Oddly, while all of Bowie's long-term (and, in the case of the L.A. art director she married in 1987, not-so-long-term) relationships have been with men, she still somehow sees herself as a gay-rights suffragette.

"You cannot say the 'g' word unless you are extremely talented," she insists. "That's what makes it work. For years, [gays] have said to me, 'Oh, we just really want to be equal.' Uh-uh--I say, 'If you want to be equal, stay straight.' Equal, we don't do. Mediocre, we don't do. That is not part of the program."

Switching conversational tracks ("This tangential thinking is sooo tiring," she moans, "but if you can't keep up with me, fuck you!"), Bowie returns to her own plans to catapult herself into pop orbit from her Tucson launching pad.

And if the southern Arizona city doesn't immediately spring to mind as the best place from which to crash into show business? Well, no one's ever accused Angela Bowie of taking the conventional route.

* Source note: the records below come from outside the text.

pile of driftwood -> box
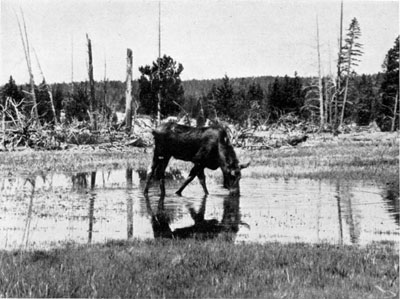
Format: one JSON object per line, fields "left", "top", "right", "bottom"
{"left": 228, "top": 126, "right": 309, "bottom": 150}
{"left": 1, "top": 120, "right": 151, "bottom": 152}
{"left": 1, "top": 106, "right": 384, "bottom": 152}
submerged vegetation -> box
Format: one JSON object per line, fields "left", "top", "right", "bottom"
{"left": 0, "top": 240, "right": 398, "bottom": 298}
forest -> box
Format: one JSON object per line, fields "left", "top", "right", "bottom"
{"left": 0, "top": 34, "right": 399, "bottom": 149}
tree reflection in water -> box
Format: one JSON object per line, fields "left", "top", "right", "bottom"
{"left": 21, "top": 177, "right": 36, "bottom": 248}
{"left": 126, "top": 168, "right": 134, "bottom": 239}
{"left": 383, "top": 180, "right": 399, "bottom": 226}
{"left": 88, "top": 172, "right": 96, "bottom": 244}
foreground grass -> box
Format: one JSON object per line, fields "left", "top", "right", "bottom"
{"left": 0, "top": 240, "right": 398, "bottom": 298}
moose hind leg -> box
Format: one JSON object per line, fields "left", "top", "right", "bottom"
{"left": 176, "top": 164, "right": 201, "bottom": 196}
{"left": 144, "top": 163, "right": 156, "bottom": 194}
{"left": 197, "top": 169, "right": 209, "bottom": 195}
{"left": 157, "top": 157, "right": 170, "bottom": 196}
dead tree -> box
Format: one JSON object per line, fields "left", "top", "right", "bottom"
{"left": 33, "top": 48, "right": 58, "bottom": 125}
{"left": 316, "top": 15, "right": 325, "bottom": 127}
{"left": 86, "top": 34, "right": 97, "bottom": 130}
{"left": 125, "top": 49, "right": 133, "bottom": 134}
{"left": 16, "top": 10, "right": 40, "bottom": 126}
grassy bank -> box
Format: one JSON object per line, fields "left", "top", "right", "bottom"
{"left": 1, "top": 240, "right": 398, "bottom": 298}
{"left": 2, "top": 132, "right": 397, "bottom": 183}
{"left": 239, "top": 135, "right": 399, "bottom": 182}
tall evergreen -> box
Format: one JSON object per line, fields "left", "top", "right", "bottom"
{"left": 379, "top": 36, "right": 399, "bottom": 131}
{"left": 138, "top": 55, "right": 184, "bottom": 118}
{"left": 340, "top": 18, "right": 364, "bottom": 125}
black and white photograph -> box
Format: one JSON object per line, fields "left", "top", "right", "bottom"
{"left": 0, "top": 0, "right": 399, "bottom": 297}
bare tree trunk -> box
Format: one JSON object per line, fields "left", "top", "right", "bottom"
{"left": 324, "top": 80, "right": 329, "bottom": 125}
{"left": 316, "top": 16, "right": 325, "bottom": 128}
{"left": 125, "top": 49, "right": 133, "bottom": 134}
{"left": 157, "top": 90, "right": 162, "bottom": 126}
{"left": 16, "top": 11, "right": 40, "bottom": 126}
{"left": 86, "top": 34, "right": 97, "bottom": 130}
{"left": 103, "top": 58, "right": 108, "bottom": 118}
{"left": 71, "top": 35, "right": 74, "bottom": 94}
{"left": 34, "top": 49, "right": 58, "bottom": 125}
{"left": 340, "top": 74, "right": 350, "bottom": 126}
{"left": 335, "top": 0, "right": 344, "bottom": 130}
{"left": 1, "top": 106, "right": 5, "bottom": 149}
{"left": 48, "top": 88, "right": 58, "bottom": 125}
{"left": 157, "top": 0, "right": 162, "bottom": 126}
{"left": 391, "top": 91, "right": 399, "bottom": 132}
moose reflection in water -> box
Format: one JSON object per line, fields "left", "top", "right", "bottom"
{"left": 145, "top": 193, "right": 244, "bottom": 241}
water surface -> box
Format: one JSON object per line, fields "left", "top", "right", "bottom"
{"left": 1, "top": 168, "right": 398, "bottom": 250}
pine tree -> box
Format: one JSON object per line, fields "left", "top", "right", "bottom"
{"left": 340, "top": 18, "right": 364, "bottom": 125}
{"left": 380, "top": 36, "right": 399, "bottom": 131}
{"left": 138, "top": 55, "right": 184, "bottom": 118}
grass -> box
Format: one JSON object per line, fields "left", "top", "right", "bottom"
{"left": 236, "top": 132, "right": 399, "bottom": 183}
{"left": 0, "top": 239, "right": 398, "bottom": 298}
{"left": 1, "top": 132, "right": 398, "bottom": 183}
{"left": 0, "top": 147, "right": 150, "bottom": 175}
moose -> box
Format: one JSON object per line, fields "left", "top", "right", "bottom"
{"left": 143, "top": 122, "right": 249, "bottom": 196}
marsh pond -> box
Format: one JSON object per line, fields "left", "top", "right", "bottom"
{"left": 1, "top": 167, "right": 398, "bottom": 250}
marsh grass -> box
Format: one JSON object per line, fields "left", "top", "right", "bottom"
{"left": 235, "top": 134, "right": 399, "bottom": 183}
{"left": 0, "top": 240, "right": 398, "bottom": 298}
{"left": 0, "top": 132, "right": 397, "bottom": 183}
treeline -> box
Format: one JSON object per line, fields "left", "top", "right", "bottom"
{"left": 0, "top": 71, "right": 395, "bottom": 131}
{"left": 1, "top": 37, "right": 398, "bottom": 132}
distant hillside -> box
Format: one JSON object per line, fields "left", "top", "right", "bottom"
{"left": 182, "top": 76, "right": 276, "bottom": 98}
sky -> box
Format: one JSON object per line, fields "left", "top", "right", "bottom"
{"left": 1, "top": 0, "right": 398, "bottom": 85}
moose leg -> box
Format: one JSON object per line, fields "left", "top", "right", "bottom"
{"left": 144, "top": 154, "right": 170, "bottom": 195}
{"left": 157, "top": 157, "right": 170, "bottom": 197}
{"left": 197, "top": 169, "right": 209, "bottom": 195}
{"left": 176, "top": 164, "right": 202, "bottom": 196}
{"left": 144, "top": 157, "right": 158, "bottom": 195}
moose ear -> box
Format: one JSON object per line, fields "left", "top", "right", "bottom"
{"left": 240, "top": 162, "right": 250, "bottom": 169}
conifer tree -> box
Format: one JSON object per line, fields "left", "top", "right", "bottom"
{"left": 340, "top": 18, "right": 363, "bottom": 125}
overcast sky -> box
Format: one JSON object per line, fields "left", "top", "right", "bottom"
{"left": 1, "top": 0, "right": 398, "bottom": 84}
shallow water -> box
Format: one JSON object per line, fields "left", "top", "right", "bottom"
{"left": 0, "top": 167, "right": 398, "bottom": 250}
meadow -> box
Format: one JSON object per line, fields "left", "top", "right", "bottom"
{"left": 1, "top": 132, "right": 398, "bottom": 182}
{"left": 0, "top": 131, "right": 398, "bottom": 298}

"I hate L.A.," sneers Bowie, who's just returned from a trip to that city where she visited her 18-year-old daughter by musician Drew Blood. "I'm okay if I'm just visiting, but if I have to work there with all those other tired vaudeville circus performers . . ."

Seized by another thought, Bowie interrupts herself. "One of the greatest things I learned in boarding school is detention. If you did something really bad, Saturday afternoon when everyone got to go out, you sat in the [nurse's office] from 1:15 until 6 o'clock.

"That's what being in Tucson is like," continues Bowie. "You know you've done something wrong and you know you need to think about it."

So when is 6 o'clock? Smiling mysteriously, Angela Bowie prepares to take her leave. "I'll know."

Walking out of the restaurant courtyard, the Cadillac of Glam gets into her dusty Camry, then poodles down the road.